Alaska Senate adjourns 31st Legislature sine die

    Juneau, Alaska (KINY) - The Alaska Senate adjourned sine die after it approved the House’s CARES Act funding ratification on Wednesday morning.

    The Senate passed House Bill 313 on a 19-1 vote. Sen. Lora Reinbold was the sole "no" vote.

    The bill is now on its way to Governor Mike Dunleavy to be signed into law. The bill has an immediate effective date and is retroactive to May 1, 2020.

    The bill includes $568.6 million for community assistance; $290 million in grants for small businesses; $51.6 million for statewide aviation, rural airports and the Whittier Tunnel; $50 million in grants for the fishing industry; $45 million for K-12 education; $42 million for child nutrition programs; $29 million for rural transportation costs, including the Alaska Marine Highway System; $10 million for homeless assistance; $5 million for University of Alaska and its students; and $3.6 million for state and local law enforcement.

    Sen. Bert Stedman of Sitka spoke on the floor in support of the ratification.

    "It may not be what everybody likes, it may not be what any any of us like, and I don't think any of us like the virus issue facing the state, the country and the world," Stedman said. "It's just what times we live and we have to adapt and address it head on. And this is the most effective, head-on and hard-hitting way the legislative body can do it."

    Sen. Tom Begich of Anchorage also spoke after the vote on the issue of the governor’s re-opening of businesses this Friday.

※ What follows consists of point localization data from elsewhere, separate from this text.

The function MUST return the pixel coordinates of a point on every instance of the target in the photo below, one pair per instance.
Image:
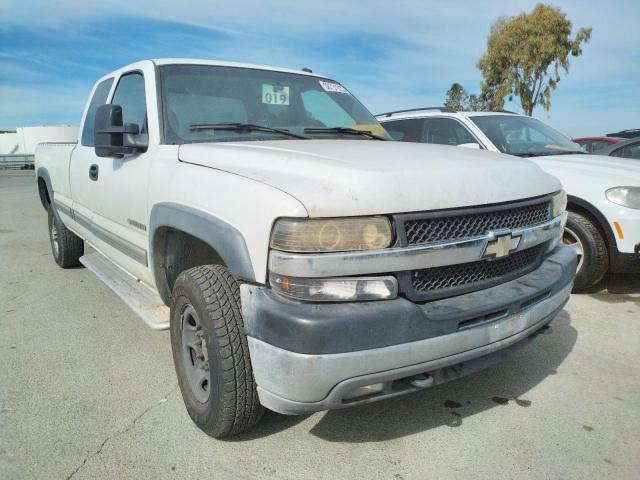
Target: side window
(598, 144)
(99, 98)
(130, 96)
(404, 130)
(445, 131)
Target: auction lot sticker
(332, 87)
(275, 94)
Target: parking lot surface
(88, 391)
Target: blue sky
(391, 55)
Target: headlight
(625, 196)
(331, 234)
(558, 203)
(335, 289)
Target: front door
(112, 192)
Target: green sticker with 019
(275, 94)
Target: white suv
(603, 193)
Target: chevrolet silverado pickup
(300, 260)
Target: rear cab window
(130, 96)
(99, 98)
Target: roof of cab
(219, 63)
(436, 112)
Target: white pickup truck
(300, 261)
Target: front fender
(225, 239)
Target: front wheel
(582, 234)
(210, 352)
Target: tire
(66, 246)
(211, 353)
(582, 233)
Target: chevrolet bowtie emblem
(502, 246)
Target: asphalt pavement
(88, 391)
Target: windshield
(204, 103)
(524, 136)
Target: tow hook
(421, 381)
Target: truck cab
(300, 259)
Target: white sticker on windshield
(275, 94)
(332, 87)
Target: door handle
(93, 172)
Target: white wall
(8, 143)
(27, 138)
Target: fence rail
(16, 162)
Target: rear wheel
(582, 234)
(210, 352)
(66, 246)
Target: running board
(141, 299)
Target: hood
(364, 177)
(602, 170)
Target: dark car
(625, 149)
(591, 144)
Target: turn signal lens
(559, 203)
(303, 235)
(625, 196)
(335, 289)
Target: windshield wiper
(545, 154)
(345, 130)
(244, 127)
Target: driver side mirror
(112, 138)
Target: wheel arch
(181, 237)
(44, 187)
(602, 224)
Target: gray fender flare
(43, 174)
(225, 239)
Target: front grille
(461, 225)
(452, 280)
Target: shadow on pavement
(448, 404)
(618, 288)
(619, 284)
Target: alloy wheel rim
(570, 238)
(195, 357)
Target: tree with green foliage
(525, 54)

    "I am clear that the economic impacts of the hunker-down and the closure have been tremendous to the state," Begich said. "But so is the meaning of our system and its ability to uphold itself when under pressure, medical pressure. And the pressure of potential loss of life that's unnecessary, and the potential spread of this particular virus that I believe is now going to happen. I don't know what the driving force behind that decision is except for that we seem to have control today over this."

    Begich says it’s too soon to open just yet. He cited the case totals in the multiple thousands in South Dakota, North Dakota, Wyoming and other small-population states.

    Those states did not do strict stay-at-home or hunker-down orders like Alaska did.

    "North Dakota now nears 2,000 cases and South Dakota has over 4,000 cases today," Begich said. "These are states that are similar populations to our own state. And yet we have now had a full re opening declared by the governor, without fully understanding what the implications of that re-opening will be."

    All businesses, with few exceptions, are allowed to re-open at 8 a.m. Friday morning.